Dozens of Baylor students helped with the legwork of distributing and collecting forms. With the data compiled, it was time to apply what the team learned.
"We used the data to create focus groups. From that data, we arranged to screen their favorite movies and created opportunities for them to cook," Diehl said.
The results of their work drew high praise in high places. "We shared everything with the UNHCR and gave the information to the (Greek) Ministry of the Interior," she said. "They loved it and even asked us to expand the program. All the feedback we got was encouraging."
It didn't surprise Jennifer Dickey, director of global mission leadership in Baylor's Diana R. Garland School of Social Work, to see Diehl accomplish so much, so fast.

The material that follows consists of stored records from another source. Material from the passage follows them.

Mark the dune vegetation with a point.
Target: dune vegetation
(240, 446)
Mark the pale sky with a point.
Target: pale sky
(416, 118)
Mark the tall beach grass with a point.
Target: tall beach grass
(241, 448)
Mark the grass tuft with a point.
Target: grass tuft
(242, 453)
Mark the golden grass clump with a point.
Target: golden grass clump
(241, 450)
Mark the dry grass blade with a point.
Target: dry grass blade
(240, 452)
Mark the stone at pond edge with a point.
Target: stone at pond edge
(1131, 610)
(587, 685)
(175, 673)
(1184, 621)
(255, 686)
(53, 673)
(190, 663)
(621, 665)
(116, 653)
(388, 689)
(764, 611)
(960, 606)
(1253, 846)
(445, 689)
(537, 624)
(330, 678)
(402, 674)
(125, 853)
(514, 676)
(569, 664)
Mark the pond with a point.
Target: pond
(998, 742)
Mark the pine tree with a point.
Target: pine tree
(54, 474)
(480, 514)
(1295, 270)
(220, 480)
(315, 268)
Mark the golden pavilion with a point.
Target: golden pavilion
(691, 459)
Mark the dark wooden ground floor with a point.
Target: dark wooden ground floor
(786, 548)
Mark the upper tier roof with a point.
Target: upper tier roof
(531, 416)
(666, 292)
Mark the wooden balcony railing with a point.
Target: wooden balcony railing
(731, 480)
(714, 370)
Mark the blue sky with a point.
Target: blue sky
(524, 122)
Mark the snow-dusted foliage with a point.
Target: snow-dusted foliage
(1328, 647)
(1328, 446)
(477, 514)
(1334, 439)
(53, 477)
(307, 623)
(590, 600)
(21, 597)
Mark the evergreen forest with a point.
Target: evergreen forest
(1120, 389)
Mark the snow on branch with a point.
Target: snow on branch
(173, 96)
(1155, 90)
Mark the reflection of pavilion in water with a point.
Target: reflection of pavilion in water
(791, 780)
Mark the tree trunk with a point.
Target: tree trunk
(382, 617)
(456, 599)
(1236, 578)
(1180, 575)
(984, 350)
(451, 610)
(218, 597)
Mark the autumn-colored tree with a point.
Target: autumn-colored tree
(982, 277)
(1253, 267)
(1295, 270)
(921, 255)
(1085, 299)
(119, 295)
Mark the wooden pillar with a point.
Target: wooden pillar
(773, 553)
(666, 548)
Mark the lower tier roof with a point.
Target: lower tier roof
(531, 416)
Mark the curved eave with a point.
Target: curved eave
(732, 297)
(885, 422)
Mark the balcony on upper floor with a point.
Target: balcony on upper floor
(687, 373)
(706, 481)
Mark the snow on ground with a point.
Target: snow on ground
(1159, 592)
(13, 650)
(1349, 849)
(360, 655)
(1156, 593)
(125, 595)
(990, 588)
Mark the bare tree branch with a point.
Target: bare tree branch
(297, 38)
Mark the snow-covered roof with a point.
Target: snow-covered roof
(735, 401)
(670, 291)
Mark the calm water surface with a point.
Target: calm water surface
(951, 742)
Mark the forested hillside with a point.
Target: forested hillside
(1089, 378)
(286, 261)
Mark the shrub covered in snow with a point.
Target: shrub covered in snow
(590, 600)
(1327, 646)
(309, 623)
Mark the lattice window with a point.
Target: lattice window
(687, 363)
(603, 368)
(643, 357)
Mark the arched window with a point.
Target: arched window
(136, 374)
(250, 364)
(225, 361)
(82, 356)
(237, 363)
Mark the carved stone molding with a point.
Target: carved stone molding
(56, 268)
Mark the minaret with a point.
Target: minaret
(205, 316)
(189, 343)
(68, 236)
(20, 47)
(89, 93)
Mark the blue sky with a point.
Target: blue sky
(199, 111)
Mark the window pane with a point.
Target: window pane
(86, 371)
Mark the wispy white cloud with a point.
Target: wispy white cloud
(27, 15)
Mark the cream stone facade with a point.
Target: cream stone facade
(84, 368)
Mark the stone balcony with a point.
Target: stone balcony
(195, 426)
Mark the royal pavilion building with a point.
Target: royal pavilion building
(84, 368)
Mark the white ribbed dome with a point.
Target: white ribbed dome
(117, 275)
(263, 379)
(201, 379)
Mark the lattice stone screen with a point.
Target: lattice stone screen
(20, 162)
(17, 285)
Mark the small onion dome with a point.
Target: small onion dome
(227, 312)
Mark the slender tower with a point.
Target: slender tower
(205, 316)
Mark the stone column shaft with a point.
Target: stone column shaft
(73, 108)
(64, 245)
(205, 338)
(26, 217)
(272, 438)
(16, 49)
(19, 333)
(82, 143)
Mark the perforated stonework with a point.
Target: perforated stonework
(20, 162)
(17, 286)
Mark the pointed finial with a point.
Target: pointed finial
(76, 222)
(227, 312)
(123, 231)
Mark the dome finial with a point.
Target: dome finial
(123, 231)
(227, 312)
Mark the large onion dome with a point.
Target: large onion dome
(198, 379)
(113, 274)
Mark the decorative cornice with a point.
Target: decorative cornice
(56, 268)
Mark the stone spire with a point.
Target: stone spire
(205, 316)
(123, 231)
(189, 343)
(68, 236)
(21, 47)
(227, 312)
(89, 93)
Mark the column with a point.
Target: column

"Katherine embodies compassion and belief in humanity fueled by her close relationship with God. She also has a deep curiosity for learning and a commitment to pursue evidenced-based practice. This allows her to approach communities through her social work practice with informed methods as well as belief in their ability to navigate the challenges they are encountering and make purposeful change in their lives," Dickey said. "She is engaging Syrian families, deeply impacted by terror in their nations, with dignity, belief and informed practice methods. This is evidenced in the services she and her team are creating for Syrian families through the asset-based assessment."
Diehl praised the team when asked if she understood the magnitude of what she did--work normally performed by senior researchers working for well-funded non-governmental organizations (NGO).
"Our base (group) was the youngest there, mostly college students, but we were given leadership opportunities far beyond our years. We had the mentality that we could do anything," she said. "It was a privilege just to be a part of it. We had people who dream big. You have to (dream big) to sign up for something like this. There's no question in my mind a lot of students felt the same way. I was proud to be a part of it."
Diehl credits the successful summer on her Baylor experiences.Katherine Diehl, MSW '16
"In graduate school, I knew I was learning skills that could be used in the field. And then I got to Greece and realized just how much I'd learned at Baylor," she said. "It's still a little surreal. I didn't realize I'd use the skills I'd just learned. I think it's really cool how I got to use what I'd learned and apply it. This was real life. And this changed me for life."
Diehl returned to Greece in November to begin a year-long assignment, continuing the work she began last summer. When she returns home, she hopes to help more Baylor students participate in overseas mission work and eventually to help refugees resettle in the United States.
*The names of some people and places, as well as some specific details have been altered as the article deals with people living through an increasingly volatile situation.